How much you have to "zoom with your feet" (walk) depends on the distance to your subject. The FoV (field of view) varies with the inverse of the focal lenght (for a given camera), so going from 70 to 200 mm focal length means that your FoV becomes about a third. So your subject will appear about 3x larger in the image. To get the same effect by walking, you'd have to reduce the distance to a third of the original.
But there is a big difference between changing the focal lenght and changing the distance.
Changing the focal lenght doesn't change the perspective, so the relative sizes of items in your image stay the same when you zoom.
When you walk closer to your subject, items that are farther away will appear smaller compared to your subject. So you change the relative sizes of the items in your image.
You can test this easily enough with your 24-70: take 3 pictures: one at 70 mm, then one at 24 mm where you stay in the same spot, and one at 24 mm where you approach your subject to get it the same size as in the 70 mm image. Now, enlarge a copy of the first 24 mm image so that your subject is the same size as in the 70mm image, and crop to the same size as the others. Now compare those 4 images.

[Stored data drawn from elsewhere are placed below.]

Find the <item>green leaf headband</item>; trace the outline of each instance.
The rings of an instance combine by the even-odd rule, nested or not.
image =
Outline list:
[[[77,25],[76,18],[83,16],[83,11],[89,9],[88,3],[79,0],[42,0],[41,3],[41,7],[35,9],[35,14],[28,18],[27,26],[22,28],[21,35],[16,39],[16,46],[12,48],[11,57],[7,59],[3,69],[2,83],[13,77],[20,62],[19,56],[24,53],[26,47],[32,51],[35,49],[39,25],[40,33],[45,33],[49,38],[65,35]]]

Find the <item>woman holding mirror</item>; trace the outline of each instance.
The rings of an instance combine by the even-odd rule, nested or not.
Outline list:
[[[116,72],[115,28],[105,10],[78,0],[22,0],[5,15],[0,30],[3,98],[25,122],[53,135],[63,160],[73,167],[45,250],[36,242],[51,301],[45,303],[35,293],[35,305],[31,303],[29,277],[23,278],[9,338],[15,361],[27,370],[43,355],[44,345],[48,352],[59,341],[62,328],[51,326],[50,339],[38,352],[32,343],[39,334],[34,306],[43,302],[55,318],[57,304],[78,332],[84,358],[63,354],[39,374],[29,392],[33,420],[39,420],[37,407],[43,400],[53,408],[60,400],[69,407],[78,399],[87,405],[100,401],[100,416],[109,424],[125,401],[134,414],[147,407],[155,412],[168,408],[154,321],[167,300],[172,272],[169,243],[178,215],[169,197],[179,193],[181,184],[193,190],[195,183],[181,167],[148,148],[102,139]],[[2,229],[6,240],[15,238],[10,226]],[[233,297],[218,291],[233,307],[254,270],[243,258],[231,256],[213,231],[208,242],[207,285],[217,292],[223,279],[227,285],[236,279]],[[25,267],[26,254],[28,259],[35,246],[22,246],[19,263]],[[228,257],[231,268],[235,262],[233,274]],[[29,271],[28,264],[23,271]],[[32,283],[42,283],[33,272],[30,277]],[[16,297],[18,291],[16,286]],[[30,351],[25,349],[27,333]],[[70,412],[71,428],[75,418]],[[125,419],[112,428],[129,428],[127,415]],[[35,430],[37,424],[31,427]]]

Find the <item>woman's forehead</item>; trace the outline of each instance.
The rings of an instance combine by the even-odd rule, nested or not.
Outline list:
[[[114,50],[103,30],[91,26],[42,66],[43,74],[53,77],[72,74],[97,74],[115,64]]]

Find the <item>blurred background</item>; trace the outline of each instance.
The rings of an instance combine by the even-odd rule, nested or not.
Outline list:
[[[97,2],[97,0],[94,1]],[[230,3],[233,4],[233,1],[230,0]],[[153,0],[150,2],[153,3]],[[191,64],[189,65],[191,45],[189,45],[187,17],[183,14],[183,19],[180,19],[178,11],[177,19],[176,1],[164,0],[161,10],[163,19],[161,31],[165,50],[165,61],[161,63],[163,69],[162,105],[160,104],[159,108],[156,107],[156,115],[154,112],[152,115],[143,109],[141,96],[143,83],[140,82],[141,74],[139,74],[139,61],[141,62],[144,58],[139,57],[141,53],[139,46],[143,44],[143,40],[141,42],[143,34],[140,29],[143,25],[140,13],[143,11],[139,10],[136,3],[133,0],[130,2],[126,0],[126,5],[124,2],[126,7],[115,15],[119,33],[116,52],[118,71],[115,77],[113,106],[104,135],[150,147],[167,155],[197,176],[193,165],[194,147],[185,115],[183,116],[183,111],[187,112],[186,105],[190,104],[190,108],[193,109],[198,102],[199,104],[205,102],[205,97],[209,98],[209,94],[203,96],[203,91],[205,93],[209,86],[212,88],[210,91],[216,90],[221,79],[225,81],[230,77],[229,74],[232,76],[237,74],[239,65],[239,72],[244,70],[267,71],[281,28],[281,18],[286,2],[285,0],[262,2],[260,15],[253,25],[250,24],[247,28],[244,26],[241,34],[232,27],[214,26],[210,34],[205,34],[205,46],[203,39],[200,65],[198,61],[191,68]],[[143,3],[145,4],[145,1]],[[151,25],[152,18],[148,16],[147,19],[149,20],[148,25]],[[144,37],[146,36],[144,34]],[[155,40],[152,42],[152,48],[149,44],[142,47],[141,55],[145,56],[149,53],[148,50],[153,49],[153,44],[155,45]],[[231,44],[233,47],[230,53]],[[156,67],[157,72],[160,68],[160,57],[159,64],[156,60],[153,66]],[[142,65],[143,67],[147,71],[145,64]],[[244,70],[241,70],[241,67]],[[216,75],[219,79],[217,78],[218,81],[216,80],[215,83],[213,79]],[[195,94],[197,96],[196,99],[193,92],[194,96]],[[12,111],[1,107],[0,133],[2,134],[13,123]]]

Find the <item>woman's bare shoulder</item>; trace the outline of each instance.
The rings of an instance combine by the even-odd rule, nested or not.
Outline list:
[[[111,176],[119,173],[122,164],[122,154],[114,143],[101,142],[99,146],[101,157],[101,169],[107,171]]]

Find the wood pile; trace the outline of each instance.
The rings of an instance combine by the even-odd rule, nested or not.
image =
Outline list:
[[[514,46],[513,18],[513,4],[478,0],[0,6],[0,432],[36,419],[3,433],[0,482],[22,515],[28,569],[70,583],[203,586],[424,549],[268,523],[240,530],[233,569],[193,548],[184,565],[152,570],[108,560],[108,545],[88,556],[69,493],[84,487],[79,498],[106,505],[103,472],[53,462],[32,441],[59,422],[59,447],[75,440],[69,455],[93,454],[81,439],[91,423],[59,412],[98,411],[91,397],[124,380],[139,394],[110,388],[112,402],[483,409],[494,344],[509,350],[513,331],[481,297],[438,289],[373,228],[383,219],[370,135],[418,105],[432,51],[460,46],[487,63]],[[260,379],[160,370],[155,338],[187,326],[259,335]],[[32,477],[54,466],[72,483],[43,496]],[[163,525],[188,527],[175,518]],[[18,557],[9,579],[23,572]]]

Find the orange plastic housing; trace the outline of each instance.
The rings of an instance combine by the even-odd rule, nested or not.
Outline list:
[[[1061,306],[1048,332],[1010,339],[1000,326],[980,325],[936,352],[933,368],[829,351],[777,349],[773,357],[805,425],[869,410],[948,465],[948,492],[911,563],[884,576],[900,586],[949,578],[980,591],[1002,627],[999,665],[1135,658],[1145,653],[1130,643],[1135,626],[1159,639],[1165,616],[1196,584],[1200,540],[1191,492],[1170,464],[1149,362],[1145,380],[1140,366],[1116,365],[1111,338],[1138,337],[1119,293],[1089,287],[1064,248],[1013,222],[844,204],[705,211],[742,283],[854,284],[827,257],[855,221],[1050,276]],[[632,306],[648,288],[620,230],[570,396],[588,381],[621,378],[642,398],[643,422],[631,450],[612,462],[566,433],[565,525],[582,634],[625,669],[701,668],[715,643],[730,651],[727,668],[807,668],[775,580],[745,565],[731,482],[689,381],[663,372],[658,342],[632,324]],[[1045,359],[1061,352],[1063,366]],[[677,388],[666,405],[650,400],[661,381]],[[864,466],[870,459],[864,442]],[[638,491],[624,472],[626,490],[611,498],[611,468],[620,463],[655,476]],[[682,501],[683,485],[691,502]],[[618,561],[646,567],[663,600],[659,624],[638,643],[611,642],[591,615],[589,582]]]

If you also want to compare the Depth of Field, make sure you stay pretty close to your subject, and use F2.8 (at 24mm, your depth of field can eadily go to infinity at larger distances, especially when stopped down to F5.6 or higher, see below for a link).
Usig a DoF (Depth of field) calculator for F5.6 gives the following:
70mm @ 10m : DoF ~ 3.5 m,
200mm @ 30m : DoF ~ 3.8 m, @ 10 m : DoF ~ 0.5 m
So with approximately the same subject size, DoF is about the same, at a given focussing distance, the longer focal lenght has a much smaller DoF.